Overall Benefit Of a WMS
A WMS has an immediate advantage over manual processes of inventory tracking because it’s automated. In some cases, barcode scanners are used to put inventory SKUs straight into the WMS software, where it can be picked, shipped, and re-ordered with the click of a button. So, although there is some manual human labor involved, for the most part, a WMS is automated through processes such as these.
Finding a WMS that is cloud-based, such as SkuVault, allows you as the seller to be located anywhere in the world with the handling and management of your inventory in your backpocket. Your business can move anywhere with you without worry of having to be in the physical store.
A WMS provides a buffers feature that allows the user to manually set a number on their marketplace channels or individual SKUs, limiting or maximizing the amount of items for sale.
For example, if you only want to sell a certain number of items online even though you have more in stock, set a quantity buffer to mark the quantity available to online shoppers only. You will protect your inventory quantity in-store against inventory online so there’s never a chance of an out-of-stock overlap.
More buffer options can be found using SkuVault, as well.
Build a Replenishment Report
The replenishment report is kind of like a second set of eyes for a business order.

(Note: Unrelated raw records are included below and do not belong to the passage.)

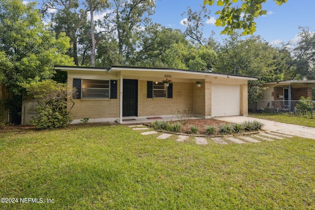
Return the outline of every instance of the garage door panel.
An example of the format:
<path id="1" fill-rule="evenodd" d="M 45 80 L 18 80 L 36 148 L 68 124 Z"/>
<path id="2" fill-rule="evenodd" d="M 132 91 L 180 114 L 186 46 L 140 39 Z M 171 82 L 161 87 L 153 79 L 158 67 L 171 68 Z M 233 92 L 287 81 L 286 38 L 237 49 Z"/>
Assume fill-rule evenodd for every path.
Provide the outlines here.
<path id="1" fill-rule="evenodd" d="M 240 114 L 239 85 L 213 84 L 212 116 L 238 116 Z"/>

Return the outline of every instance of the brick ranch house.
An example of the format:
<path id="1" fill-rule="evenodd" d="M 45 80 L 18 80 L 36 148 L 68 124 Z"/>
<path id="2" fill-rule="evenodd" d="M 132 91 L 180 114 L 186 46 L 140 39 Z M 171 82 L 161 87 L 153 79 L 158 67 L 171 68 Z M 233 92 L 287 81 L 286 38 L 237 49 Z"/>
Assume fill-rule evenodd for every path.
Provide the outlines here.
<path id="1" fill-rule="evenodd" d="M 257 78 L 182 69 L 111 66 L 56 66 L 67 72 L 67 84 L 78 92 L 73 123 L 176 117 L 187 109 L 195 117 L 247 116 L 248 82 Z M 172 80 L 165 87 L 162 81 Z M 196 82 L 201 81 L 201 87 Z M 68 107 L 72 106 L 68 103 Z M 27 112 L 27 111 L 26 112 Z M 135 121 L 135 122 L 136 121 Z M 25 122 L 25 123 L 27 123 Z"/>
<path id="2" fill-rule="evenodd" d="M 312 100 L 315 100 L 314 80 L 273 82 L 265 83 L 264 87 L 266 89 L 262 92 L 263 101 L 259 105 L 264 108 L 287 109 L 285 105 L 289 104 L 286 103 L 286 101 L 298 101 L 301 96 L 310 97 Z"/>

With a WMS replenishment report all your inventory levels are recorded and can be updated automatically at your discretion. No need to worry if one item is running low in-store but overstocked online. The replenishment report tells you if you’re running low and when you need to reorder. It also allows you to transfer an item from one warehouse to the next to appease low inventories our out-of-stocks. And the best part- quantities are automatically updated with each report.
Check the Product Status
If you have products that would be better suited to sell in-store than online, mark them with a product status in a WMS.
For example, if you know an item will have a 2-3 day shipping delay, mark it as a “2-3 day shipping delay” next to that item so customers can know it’s probably better to buy in-store if they’re in a rush.

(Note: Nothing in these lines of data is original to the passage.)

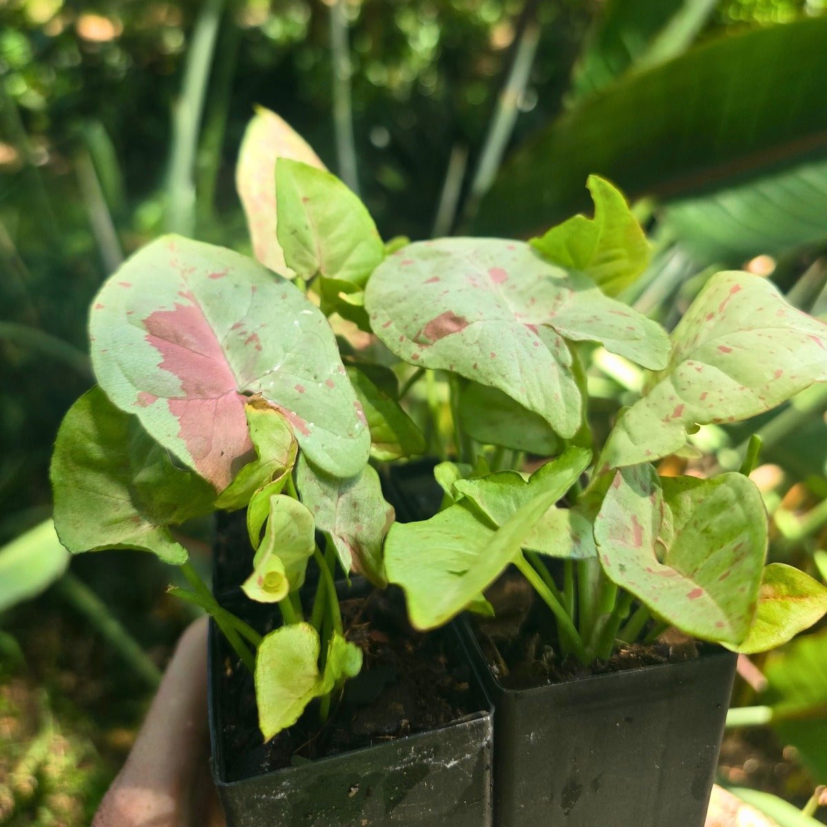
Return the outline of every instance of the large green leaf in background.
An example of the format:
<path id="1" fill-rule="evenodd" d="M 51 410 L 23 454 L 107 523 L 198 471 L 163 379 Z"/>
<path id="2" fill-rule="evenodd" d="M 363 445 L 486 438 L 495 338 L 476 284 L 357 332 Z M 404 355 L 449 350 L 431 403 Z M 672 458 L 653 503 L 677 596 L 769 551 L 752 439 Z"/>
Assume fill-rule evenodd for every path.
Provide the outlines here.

This is also an example of a customizable feature among a mostly automated WMS. It offers a quick glimpse for you as the user to see which items will perform better in-store vs. online and it gives online shoppers a better purchasing decision based on their timely needs.
Real-Time Quantity Updates
If you’re selling online through multiple marketplaces, a WMS can manage and sync those sales across the board.
When a sale has occurred on one channel, the real-time quantity feature will reflect that sale across all channels to show what you have available. All your channels will update frequently throughout the day.
This type of uniformity is great for in-store and online store owners because not only does it deter out-of-stocks in either store, but it also updates quantities that have been shipped the night before so that they are ready the next morning.
Auditing features are common among warehouse management systems, but cycle counting is an especially beneficial feature of SkuVault, for example.
Cycle counting is an auditing procedure in which small amounts of inventory are counted each day in a specific location. By doing this each day you will use less man hours because of less physical counts, which means more sales and more accurate inventory. Accurate inventory means less oversells, undersells, and items left around to sit on the shelves. A repeated cycle such as this ensures your inventory will remain seamless online and in your brick-and-mortar store.
Basically, a WMS is the best way to keep a dual business streamlined.
When you’re a store owner with a million responsibilities flying around everyday, the last thing you need is for sales to tank online more than in-store, or vice versa. With an automated WMS keeping everything on track the worry of oversells or out-of-stocks is gone. Customers can easily look at your store’s website to see what’s in stock and when/if it can be delivered. And if you choose to use a cloud-based WMS you no longer have to be chained to your physical store. Travel as much or as little as you want without your online and in-store inventory quantities running amuck.